A simple depiction of the resulting adjacency matrix. Cell values are adjacency weight (strength of association).

.cp <- c('white', hcl.colors(25))

corrplot(
  m, 
  col = .cp, 
  is.corr = FALSE, 
  diag = TRUE,
  col.lim = c(0, 1), 
  method = "color",
  type = "upper", 
  tl.pos = "td",
  tl.cex = 0.8,
  tl.col = 'black',
  addgrid.col = 'black'
) 

Adjacency as a network.

# plot network diagram, with Amador soil highlighted
par(mar = c(0.5,0.5,0.5,0.5))

plotSoilRelationGraph(
  m, 
  s = 'Amador', 
  vertex.scaling.factor = 2, 
  edge.transparency = 0.75, 
  edge.col = grey(0.85), 
  edge.highlight.col = 'black', 
  vertex.label.family = 'sans'
)

Sibling type and counts.
series sibling majcompflag n
amador Miltonhills TRUE 2
amador Gillender TRUE 2
amador Vleck TRUE 1
amador Pardee TRUE 1
amador Pardee FALSE 8
amador Hornitos FALSE 5
amador Miltonhills FALSE 4
amador Redding FALSE 4
amador Pentz FALSE 4
amador Exchequer FALSE 4
amador Gillender FALSE 3
amador Peters FALSE 2
amador Ranchoseco FALSE 2
amador Vleck FALSE 2
amador Inks FALSE 1
amador Corning FALSE 1

Split sibling lists and get basic morphology from OSDs.

idx <- which(s$sib$majcompflag)
major.siblings <- c(s$sib$series[1], s$sib$sibling[idx])
all.siblings <- unique(c(s$sib$series[1], s$sib$sibling))

# get basic OSD data for queried series and siblings
h.major <- fetchOSD(major.siblings)
h.all <- fetchOSD(all.siblings)

Siblings that are major components.

SoilTaxonomyDendrogram(h.major, depth.axis = list(line = -4))

All siblings.

SoilTaxonomyDendrogram(h.all, width = 0.3, depth.axis = list(line = -3.5))

Cousins are siblings of siblings.
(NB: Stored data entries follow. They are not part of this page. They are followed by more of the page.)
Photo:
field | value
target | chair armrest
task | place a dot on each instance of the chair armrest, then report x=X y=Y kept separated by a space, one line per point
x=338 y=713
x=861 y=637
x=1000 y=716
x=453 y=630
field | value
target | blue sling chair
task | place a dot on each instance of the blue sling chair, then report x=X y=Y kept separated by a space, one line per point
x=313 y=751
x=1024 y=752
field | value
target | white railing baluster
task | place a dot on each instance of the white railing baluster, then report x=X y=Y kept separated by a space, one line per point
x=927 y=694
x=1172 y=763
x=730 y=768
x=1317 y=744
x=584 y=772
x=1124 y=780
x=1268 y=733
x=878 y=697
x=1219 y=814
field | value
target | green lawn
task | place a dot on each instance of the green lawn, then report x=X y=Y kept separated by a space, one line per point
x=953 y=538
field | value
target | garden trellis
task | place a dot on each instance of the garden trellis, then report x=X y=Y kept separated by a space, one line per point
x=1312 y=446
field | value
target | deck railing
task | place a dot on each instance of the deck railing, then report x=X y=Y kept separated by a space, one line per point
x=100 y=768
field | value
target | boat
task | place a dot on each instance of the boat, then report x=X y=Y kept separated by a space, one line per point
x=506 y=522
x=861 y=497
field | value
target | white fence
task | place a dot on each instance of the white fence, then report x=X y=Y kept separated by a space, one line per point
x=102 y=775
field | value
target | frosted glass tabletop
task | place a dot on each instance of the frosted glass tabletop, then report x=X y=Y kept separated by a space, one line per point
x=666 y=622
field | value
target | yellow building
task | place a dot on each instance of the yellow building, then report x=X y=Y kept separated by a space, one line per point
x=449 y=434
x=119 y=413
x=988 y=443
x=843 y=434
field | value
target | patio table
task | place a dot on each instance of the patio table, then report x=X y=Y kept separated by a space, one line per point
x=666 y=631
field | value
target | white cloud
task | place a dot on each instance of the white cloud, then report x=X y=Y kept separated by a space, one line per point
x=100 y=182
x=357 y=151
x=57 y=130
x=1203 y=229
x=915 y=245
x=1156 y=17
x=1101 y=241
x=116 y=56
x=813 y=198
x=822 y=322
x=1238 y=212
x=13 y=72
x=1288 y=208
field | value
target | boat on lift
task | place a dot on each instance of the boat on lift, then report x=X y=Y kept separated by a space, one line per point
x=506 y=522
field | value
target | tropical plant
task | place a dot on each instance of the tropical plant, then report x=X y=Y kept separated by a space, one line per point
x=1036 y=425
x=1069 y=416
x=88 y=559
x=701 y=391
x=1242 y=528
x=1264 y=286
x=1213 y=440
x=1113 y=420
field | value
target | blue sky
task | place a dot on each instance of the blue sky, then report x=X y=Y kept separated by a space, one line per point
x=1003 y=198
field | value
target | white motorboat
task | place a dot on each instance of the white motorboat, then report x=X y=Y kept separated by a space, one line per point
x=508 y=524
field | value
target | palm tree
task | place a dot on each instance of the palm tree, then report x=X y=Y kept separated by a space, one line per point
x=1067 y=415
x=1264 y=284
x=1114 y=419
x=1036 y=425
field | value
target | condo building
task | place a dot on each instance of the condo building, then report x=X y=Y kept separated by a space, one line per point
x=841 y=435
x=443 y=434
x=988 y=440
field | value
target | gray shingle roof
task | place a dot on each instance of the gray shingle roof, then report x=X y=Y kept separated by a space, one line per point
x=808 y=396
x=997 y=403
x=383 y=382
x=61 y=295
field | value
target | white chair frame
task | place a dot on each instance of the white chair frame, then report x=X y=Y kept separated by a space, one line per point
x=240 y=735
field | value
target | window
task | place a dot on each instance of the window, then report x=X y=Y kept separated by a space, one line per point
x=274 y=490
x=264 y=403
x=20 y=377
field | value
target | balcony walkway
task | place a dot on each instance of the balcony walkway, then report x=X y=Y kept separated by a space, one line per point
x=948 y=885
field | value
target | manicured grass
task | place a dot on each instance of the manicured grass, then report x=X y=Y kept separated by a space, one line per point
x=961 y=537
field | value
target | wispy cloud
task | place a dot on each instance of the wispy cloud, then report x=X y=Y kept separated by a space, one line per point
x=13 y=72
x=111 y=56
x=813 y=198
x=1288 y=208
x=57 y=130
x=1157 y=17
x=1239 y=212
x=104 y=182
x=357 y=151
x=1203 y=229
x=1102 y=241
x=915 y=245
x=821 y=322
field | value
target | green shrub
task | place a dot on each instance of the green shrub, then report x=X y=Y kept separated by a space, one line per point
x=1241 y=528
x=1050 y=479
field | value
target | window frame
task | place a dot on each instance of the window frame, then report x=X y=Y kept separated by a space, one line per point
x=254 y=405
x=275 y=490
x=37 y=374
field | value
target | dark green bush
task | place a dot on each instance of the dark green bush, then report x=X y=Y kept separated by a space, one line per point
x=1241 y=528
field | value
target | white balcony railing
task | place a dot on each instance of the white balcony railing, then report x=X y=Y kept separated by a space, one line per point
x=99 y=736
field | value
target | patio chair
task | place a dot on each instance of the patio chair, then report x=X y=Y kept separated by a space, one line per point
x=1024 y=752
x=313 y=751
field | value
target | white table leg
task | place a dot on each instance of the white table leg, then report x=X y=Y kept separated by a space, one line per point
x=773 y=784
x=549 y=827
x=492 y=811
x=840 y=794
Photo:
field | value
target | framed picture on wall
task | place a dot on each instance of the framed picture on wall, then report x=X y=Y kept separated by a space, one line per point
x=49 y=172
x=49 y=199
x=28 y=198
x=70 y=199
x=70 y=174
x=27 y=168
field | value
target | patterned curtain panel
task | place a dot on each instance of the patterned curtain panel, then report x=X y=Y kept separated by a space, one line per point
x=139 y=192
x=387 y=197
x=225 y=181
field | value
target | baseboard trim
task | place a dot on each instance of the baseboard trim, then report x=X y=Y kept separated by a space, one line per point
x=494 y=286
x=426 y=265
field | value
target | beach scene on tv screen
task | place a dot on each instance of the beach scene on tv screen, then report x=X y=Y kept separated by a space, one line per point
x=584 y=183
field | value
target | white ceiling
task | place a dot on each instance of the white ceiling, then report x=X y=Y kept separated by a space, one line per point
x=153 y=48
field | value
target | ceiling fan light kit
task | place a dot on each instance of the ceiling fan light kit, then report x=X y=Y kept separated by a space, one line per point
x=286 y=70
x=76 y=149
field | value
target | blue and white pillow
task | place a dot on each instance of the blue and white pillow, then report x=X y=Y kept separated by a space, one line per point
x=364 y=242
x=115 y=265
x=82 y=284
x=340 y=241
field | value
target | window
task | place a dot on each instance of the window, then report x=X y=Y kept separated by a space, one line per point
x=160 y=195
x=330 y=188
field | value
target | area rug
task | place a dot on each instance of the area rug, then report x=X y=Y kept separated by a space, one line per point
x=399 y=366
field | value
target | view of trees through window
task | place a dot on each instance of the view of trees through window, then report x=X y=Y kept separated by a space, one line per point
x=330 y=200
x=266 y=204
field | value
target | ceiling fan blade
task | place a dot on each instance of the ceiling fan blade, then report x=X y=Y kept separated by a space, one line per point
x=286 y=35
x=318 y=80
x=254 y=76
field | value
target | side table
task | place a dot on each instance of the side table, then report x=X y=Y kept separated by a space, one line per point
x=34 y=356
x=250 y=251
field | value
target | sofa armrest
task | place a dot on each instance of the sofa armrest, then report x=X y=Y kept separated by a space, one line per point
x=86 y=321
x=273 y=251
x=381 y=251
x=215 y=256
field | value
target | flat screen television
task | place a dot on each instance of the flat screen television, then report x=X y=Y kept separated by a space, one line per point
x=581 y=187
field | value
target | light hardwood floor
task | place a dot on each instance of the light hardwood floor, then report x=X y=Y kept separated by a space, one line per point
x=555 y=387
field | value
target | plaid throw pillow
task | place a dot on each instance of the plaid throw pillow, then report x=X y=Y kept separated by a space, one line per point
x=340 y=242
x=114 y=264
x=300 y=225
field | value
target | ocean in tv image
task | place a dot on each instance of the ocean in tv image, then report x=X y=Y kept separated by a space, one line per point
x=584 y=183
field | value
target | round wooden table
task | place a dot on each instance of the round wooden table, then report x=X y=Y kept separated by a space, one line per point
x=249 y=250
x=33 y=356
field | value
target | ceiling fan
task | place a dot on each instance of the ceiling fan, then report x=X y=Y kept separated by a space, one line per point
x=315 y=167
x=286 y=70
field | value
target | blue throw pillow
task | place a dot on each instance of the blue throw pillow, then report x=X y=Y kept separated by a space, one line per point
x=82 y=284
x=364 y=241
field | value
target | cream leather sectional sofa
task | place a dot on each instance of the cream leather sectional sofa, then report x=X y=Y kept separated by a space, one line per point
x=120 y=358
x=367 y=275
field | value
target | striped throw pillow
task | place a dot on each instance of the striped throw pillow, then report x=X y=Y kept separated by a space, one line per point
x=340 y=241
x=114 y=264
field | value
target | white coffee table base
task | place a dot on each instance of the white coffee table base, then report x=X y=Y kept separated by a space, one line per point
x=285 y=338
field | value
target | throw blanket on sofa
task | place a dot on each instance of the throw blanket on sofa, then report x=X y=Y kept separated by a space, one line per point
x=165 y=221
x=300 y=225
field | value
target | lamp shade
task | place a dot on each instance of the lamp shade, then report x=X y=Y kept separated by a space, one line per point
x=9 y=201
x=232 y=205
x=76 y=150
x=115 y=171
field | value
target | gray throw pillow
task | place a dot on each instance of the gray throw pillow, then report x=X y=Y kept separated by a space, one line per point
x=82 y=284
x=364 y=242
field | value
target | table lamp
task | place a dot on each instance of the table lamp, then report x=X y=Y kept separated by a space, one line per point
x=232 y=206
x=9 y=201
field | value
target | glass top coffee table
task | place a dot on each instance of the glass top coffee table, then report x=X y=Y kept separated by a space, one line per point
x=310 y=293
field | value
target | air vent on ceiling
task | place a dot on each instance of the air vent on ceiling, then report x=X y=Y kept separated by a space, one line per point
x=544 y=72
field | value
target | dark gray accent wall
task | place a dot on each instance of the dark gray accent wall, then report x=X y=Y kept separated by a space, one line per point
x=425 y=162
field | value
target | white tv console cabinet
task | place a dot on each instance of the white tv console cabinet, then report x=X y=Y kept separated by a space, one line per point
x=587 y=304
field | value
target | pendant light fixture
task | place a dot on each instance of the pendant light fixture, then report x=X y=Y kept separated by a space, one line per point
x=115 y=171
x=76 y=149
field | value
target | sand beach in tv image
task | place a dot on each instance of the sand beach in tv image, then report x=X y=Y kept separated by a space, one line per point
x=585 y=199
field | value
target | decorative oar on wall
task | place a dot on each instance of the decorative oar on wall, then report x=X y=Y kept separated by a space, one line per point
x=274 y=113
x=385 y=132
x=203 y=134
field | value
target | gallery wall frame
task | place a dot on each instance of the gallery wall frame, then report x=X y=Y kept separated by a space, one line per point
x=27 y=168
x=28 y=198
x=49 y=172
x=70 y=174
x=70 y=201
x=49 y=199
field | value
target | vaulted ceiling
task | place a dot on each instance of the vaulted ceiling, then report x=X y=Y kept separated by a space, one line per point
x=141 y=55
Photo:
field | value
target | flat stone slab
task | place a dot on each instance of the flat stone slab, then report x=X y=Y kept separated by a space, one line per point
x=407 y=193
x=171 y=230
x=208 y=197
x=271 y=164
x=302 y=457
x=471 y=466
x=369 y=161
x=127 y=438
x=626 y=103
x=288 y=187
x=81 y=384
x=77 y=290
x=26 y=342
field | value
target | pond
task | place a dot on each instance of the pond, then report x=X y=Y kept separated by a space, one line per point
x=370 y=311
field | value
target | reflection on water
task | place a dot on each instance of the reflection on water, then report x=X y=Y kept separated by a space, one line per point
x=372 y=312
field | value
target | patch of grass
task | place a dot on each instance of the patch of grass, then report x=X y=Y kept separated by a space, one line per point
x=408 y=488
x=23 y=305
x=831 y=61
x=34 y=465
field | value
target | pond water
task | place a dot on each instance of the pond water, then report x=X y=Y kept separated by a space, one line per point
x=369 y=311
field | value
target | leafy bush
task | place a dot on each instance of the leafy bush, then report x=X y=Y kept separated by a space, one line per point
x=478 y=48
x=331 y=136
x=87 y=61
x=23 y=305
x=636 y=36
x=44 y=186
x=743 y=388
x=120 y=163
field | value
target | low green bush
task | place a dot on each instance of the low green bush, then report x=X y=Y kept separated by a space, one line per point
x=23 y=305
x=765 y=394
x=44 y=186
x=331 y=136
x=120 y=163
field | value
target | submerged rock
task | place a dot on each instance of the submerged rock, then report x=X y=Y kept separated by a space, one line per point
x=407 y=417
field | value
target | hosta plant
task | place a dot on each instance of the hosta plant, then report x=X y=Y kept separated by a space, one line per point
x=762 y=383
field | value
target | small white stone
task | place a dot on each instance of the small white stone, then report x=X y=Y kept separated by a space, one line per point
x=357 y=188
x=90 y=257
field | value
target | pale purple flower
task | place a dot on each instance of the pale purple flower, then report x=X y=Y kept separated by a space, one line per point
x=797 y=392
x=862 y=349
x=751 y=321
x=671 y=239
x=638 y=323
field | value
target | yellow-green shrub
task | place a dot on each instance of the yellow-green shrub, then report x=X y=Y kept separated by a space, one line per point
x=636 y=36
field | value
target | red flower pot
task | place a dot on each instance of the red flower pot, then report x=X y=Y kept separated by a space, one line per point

This can generate a lot of output.

# takes a while to run, there will be duplicates in counsins here
s <- siblings('amador', component.data = TRUE, cousins = TRUE)

# combine sibling + cousin data, remove duplicates
d <- unique(rbind(s$sib.data, s$cousin.data))

# subset to components that are correlated to a soil series
d <- d[which(d$compkind == 'Series'), ]

# convert into adjacency matrix
m <- component.adj.matrix(d, mu = 'mukey', co = 'compname', wt = 'comppct_r')

Adjaceny matrix.

corrplot(
  m, 
  col = .cp, 
  is.corr = FALSE, 
  diag = TRUE,
  col.lim = c(0, 1), 
  method = "color",
  type = "upper", 
  tl.pos = "td",
  tl.cex = 0.8,
  tl.col = 'black',
  addgrid.col = 'black'
) 

Adjaceny network.

# plot network diagram, with Amador soil highlighted
par(mar=c(1,1,1,1))

plotSoilRelationGraph(
  m, 
  s = 'Amador',
  vertex.scaling.factor = 2, 
  edge.transparency = 0.75, 
  edge.col = grey(0.85), 
  edge.highlight.col = 'black', 
  vertex.label.family = 'sans'
)

Try on your own, this is too much data to “see” all in one figure.

# fetch and convert data into an SPC
h <- fetchOSD(c(s$sib$series[1], unique(s$cousins$sibling)))

# plot dendrogram + profiles
SoilTaxonomyDendrogram(h, width = 0.3)

Geomorphic Summaries

s.all.siblings <- fetchOSD(all.siblings, extended = TRUE)

Compare hillslope position.

Compare geomorphic component.

MLRA and Parent Material Summaries

TODO

Investigate Spatial Patterns

TODO

KSSL Data

TODO


This document is based on aqp version 2.01, soilDB version 2.7.8, and sharpshootR version 2.2.